🤖 AI Summary
In unsupervised cross-domain image retrieval (UCIR), performance is hindered by entanglement between semantic object features and domain-specific style features, impeding effective cross-domain matching. To address this, we propose the first diffusion model-based feature disentanglement framework for UCIR. Our method explicitly decouples semantic object representations from domain style using text-to-image generation priors, incorporates a cross-domain mutual nearest neighbor mechanism for progressive feature alignment, and augments discriminability via unsupervised contrastive learning. The core contribution lies in pioneering the integration of generative modeling—specifically diffusion-based priors—into UCIR to enable disentanglement-driven cross-domain semantic alignment. Extensive experiments across three standard benchmarks comprising 13 diverse domains demonstrate substantial improvements over state-of-the-art methods, validating both the efficacy and generalizability of generative priors in unsupervised cross-domain retrieval.
📝 Abstract
Unsupervised cross-domain image retrieval (UCIR) aims to retrieve images of the same category across diverse domains without relying on annotations.
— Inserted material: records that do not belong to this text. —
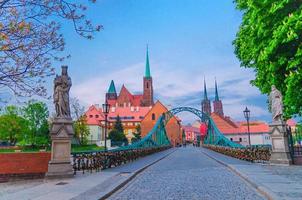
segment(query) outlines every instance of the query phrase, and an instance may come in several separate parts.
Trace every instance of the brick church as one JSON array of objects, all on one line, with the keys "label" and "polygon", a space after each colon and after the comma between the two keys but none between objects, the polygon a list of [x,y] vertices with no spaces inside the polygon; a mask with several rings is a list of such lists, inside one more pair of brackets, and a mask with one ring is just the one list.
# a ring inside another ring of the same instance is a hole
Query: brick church
[{"label": "brick church", "polygon": [[143,78],[143,94],[131,94],[125,85],[123,85],[120,93],[117,95],[114,81],[112,80],[109,90],[106,93],[106,101],[111,107],[150,107],[154,105],[153,83],[150,73],[148,48],[146,55],[145,76]]},{"label": "brick church", "polygon": [[[223,104],[218,95],[216,80],[213,108],[214,109],[212,112],[211,101],[208,98],[207,86],[206,82],[204,81],[204,97],[201,101],[201,110],[211,116],[220,132],[231,141],[240,143],[242,145],[248,145],[249,139],[247,134],[247,123],[236,122],[235,120],[231,119],[231,117],[225,116],[223,112]],[[204,131],[201,131],[201,134],[205,134],[205,131],[206,129],[204,129]],[[263,121],[250,121],[250,137],[252,145],[270,145],[271,140],[268,124]]]}]

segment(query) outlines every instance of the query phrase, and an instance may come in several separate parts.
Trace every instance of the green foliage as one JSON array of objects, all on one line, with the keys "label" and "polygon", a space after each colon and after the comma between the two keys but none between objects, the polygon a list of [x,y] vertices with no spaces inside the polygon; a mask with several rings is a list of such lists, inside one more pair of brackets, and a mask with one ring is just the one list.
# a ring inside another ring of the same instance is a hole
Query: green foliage
[{"label": "green foliage", "polygon": [[241,66],[256,73],[252,84],[284,96],[285,118],[302,115],[302,1],[235,0],[243,20],[234,41]]},{"label": "green foliage", "polygon": [[109,132],[108,137],[113,143],[114,142],[125,142],[127,143],[127,138],[124,134],[124,128],[121,121],[121,118],[117,116],[116,121],[114,123],[113,129]]},{"label": "green foliage", "polygon": [[24,118],[28,121],[28,134],[23,134],[23,144],[48,145],[49,144],[49,112],[43,102],[29,101],[23,108]]},{"label": "green foliage", "polygon": [[48,115],[42,102],[29,101],[23,108],[5,107],[0,116],[0,140],[20,146],[48,145]]},{"label": "green foliage", "polygon": [[133,133],[134,137],[131,139],[131,142],[137,142],[137,141],[141,140],[141,138],[142,138],[141,125],[140,124],[137,125],[135,127],[135,129],[136,129],[136,132]]},{"label": "green foliage", "polygon": [[302,142],[302,125],[299,124],[296,127],[295,133],[293,134],[293,142],[294,144]]},{"label": "green foliage", "polygon": [[92,145],[72,145],[71,152],[81,152],[81,151],[101,151],[104,147],[99,147],[96,144]]},{"label": "green foliage", "polygon": [[88,143],[90,131],[87,125],[86,115],[81,116],[77,121],[75,121],[74,132],[75,137],[80,141],[81,145]]},{"label": "green foliage", "polygon": [[124,127],[123,127],[123,124],[122,124],[122,121],[121,121],[121,118],[119,115],[116,118],[113,129],[115,129],[119,132],[122,132],[122,133],[124,132]]},{"label": "green foliage", "polygon": [[109,137],[108,137],[113,143],[115,142],[127,142],[127,138],[124,133],[113,129],[109,132]]},{"label": "green foliage", "polygon": [[29,133],[28,121],[18,116],[17,107],[8,106],[0,116],[0,140],[16,144]]}]

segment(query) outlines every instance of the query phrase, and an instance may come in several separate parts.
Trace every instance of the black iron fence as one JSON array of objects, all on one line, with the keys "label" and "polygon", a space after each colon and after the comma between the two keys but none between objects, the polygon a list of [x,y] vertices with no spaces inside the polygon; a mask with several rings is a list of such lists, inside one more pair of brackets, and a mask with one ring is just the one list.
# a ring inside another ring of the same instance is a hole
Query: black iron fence
[{"label": "black iron fence", "polygon": [[171,148],[171,146],[130,149],[121,151],[89,151],[73,153],[74,174],[79,171],[92,173],[100,170],[117,167],[159,151]]}]

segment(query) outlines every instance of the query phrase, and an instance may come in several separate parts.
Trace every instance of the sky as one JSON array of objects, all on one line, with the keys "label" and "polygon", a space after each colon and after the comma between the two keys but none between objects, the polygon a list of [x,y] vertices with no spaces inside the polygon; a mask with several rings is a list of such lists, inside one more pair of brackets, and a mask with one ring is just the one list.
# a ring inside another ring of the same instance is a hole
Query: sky
[{"label": "sky", "polygon": [[[71,24],[62,26],[65,53],[71,54],[62,63],[69,66],[71,96],[86,107],[104,102],[112,79],[118,91],[125,84],[142,92],[148,44],[155,100],[200,108],[204,78],[213,100],[216,77],[225,115],[244,120],[247,106],[252,120],[269,121],[267,97],[249,83],[254,72],[241,68],[234,54],[241,13],[232,0],[98,0],[88,4],[87,17],[104,26],[93,40],[78,36]],[[180,117],[185,123],[196,119]]]}]

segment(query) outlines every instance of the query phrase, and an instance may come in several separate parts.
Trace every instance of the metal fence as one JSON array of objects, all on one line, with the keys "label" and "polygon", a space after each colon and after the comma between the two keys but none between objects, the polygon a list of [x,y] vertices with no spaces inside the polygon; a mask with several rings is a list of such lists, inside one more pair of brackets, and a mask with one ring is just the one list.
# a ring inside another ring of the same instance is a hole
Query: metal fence
[{"label": "metal fence", "polygon": [[170,145],[141,148],[141,149],[129,149],[119,151],[86,151],[73,153],[73,170],[74,174],[81,171],[92,173],[93,171],[99,172],[100,170],[117,167],[122,164],[134,161],[140,157],[150,155],[159,151],[170,148]]}]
Existing UCIR methods, which align cross-domain features for the entire image, often struggle with the domain gap, as the object features critical for retrieval are frequently entangled with domain-specific styles. To address this challenge, we propose DUDE, a novel UCIR method building upon feature disentanglement. In brief, DUDE leverages a text-to-image generative model to disentangle object features from domain-specific styles, thus facilitating semantical image retrieval. To further achieve reliable alignment of the disentangled object features, DUDE aligns mutual neighbors from within domains to across domains in a progressive manner. Extensive experiments demonstrate that DUDE achieves state-of-the-art performance across three benchmark datasets over 13 domains. The code will be released.